Despite the "Trumpite's" kind gesture, Heffernan was still not convinced about the true intentions of her neighbor-- all because they support Trump.

It seems that anti-Trumps are having a really hard time believing that Trump supporters are not the bad guys they think they are. Heffernan even invoked Hezbollah and Louis Farrakhan to further her argument.
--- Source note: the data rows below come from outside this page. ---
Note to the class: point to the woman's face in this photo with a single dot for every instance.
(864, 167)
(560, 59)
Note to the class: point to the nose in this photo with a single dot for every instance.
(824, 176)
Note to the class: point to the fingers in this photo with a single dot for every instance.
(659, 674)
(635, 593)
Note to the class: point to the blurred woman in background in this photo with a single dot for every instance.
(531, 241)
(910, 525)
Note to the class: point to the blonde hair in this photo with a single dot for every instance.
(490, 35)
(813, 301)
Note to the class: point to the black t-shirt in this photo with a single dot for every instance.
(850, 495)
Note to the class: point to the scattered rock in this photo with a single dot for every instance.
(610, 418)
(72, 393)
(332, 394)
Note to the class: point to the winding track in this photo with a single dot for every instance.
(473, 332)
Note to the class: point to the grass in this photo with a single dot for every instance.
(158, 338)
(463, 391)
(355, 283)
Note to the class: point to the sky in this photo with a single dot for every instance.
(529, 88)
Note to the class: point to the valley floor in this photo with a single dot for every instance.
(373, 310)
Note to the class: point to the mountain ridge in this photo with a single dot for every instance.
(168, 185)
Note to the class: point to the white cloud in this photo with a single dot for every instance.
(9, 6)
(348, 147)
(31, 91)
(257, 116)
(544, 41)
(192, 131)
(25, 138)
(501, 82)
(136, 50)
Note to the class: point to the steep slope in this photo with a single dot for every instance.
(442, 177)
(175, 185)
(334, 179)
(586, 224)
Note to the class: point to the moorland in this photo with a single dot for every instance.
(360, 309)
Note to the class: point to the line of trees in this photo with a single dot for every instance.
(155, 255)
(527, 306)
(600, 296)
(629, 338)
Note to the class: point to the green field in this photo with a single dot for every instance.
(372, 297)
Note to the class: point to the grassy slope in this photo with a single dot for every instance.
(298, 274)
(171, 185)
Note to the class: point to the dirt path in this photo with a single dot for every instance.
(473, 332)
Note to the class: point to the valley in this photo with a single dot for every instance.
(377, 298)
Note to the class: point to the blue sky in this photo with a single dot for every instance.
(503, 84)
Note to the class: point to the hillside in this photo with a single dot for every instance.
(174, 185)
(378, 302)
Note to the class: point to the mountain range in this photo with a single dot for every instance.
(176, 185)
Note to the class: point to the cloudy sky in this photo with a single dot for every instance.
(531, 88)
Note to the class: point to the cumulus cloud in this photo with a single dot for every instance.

She said that Hezbollah, the Islamist political party in Lebanon, also "gives things away for free. The favors Hezbollah does for people in the cities Tyre and Sidon probably don't involve snowplows, but, like other mafias, Hezbollah tends to its own" which includes the "sick, elderly, and hungry".

"They offer protection and hospitality and win loyalty that way. And they also demand devotion to their brutal, us-versus-them anti-Sunni cause. Some of us are family, the favors say; the rest are infidels." she added.

Heffernan also mentioned that Louis Farrakhan's intentions are the same as he "currently helms the Nation of Islam."

"While the Southern Poverty Law Center classifies him as a dangerous anti-Semite, much of his flock says he's just a little screwy and unfailingly magnanimous. To them." she also added to her argument.

She admitted that sometimes when people help you when you needed it, it's "almost impossible to regard them as a blight on the world." and you are more likely to feel grateful and convinced that the person's true nature is kindness.

But the problem is, according to The Blaze, Heffernan is having a hard time appreciating her neighbor's kindness since, in her own incriminating words, her neighbors "supported a man who showed near-murderous contempt for the majority of Americans."

"Loving your neighbor is evidently much easier when your neighborhood is full of people just like you," she claimed.

Heffernan then gave her response towards the kind gestures of the Trump supporters and said:

"So here's my response to my plowed driveway, for now. Politely, but not profusely, I'll acknowledge the Sassian move. With a wave and a thanks, a minimal start on building back trust. I'm not ready to knock on the door with a covered dish yet."

Heffernan's op-ed was met with a lot of backlash on Twitter, with some pointing out that instead of thanking those who cleared her driveway, she'd compared them to Nazis, and question whether the act of kindness was sincere or not - because of ethnicity and the fact that she hated Trump.